『太平記の時代』(新田一郎)感想

太平記の時代 (日本の歴史)

太平記の時代 (日本の歴史)


久々の書籍感想。面倒なので最近書いていないのだ。
というか備忘録的に引用して終わりそう。


南北朝って後醍醐と義満に挟まれて、高校日本史の教科書だとすっごいちっちゃい扱いなんだけど、かなり面白くて笑える時代なんだなーと感じた。
京都を占領する度に衰弱する南朝とか、南朝についてるけど大義名分振りかざす北畠くんに見向きもしない小山くんとか。


忘れたくないのは、徳政についての以下の記述。
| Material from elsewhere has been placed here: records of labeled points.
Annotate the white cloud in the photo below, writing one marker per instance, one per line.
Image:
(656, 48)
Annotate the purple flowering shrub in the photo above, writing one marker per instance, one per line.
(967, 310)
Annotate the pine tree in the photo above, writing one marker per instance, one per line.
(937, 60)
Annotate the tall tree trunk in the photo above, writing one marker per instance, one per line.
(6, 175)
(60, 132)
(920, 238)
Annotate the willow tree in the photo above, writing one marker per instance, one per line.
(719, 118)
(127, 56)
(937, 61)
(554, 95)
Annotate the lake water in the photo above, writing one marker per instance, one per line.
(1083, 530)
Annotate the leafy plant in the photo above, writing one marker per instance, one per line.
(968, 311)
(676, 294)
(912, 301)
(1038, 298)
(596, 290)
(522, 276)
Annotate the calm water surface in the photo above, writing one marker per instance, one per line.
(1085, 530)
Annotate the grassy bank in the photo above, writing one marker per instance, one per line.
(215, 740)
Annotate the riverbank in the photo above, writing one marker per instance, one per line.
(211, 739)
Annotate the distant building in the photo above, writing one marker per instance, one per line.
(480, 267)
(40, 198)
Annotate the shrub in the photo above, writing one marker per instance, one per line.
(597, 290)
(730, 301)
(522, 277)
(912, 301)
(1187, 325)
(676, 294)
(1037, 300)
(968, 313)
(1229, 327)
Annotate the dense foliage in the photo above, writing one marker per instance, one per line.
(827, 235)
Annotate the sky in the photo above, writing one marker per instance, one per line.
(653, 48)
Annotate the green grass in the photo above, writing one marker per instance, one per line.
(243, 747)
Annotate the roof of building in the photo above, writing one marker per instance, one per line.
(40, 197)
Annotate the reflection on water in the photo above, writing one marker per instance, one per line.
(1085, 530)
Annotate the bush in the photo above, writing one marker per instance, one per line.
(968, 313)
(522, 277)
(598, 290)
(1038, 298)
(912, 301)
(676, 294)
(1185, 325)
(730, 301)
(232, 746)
ちょっと長いけど。

……それぞれの現場において不断に生成される現実を次々に繰り込み不断に変成を繰り返す作法に対して、かつて存在した「正しい」さまを対置することによって、現在の作法の「正しさ」を問い直すことが、しばしば試みられた。それが徳政である。徳政は、秩序存立の「正しさ」を映す鏡としての過去を、現在と対峙させ、過去をモデルとして現状を語り直す営みである。この場合の「かつての正しいありさま」は、過去のある具体的な時点において実際に存立したものでなく、現在の視点から呼び出された擬制的なものであってもよい。要は、「かつての存立」に仮託してモデルを示すことである。徳政というと、「戻り現象」という側面が強調されがちだが、実は「戻ってゆく先」を措定することこそが、重要なのである。
 新田一郎太平記の時代』(講談社、2001年、日本の歴史11)

ページ数を控え忘れた。なんて失態だ。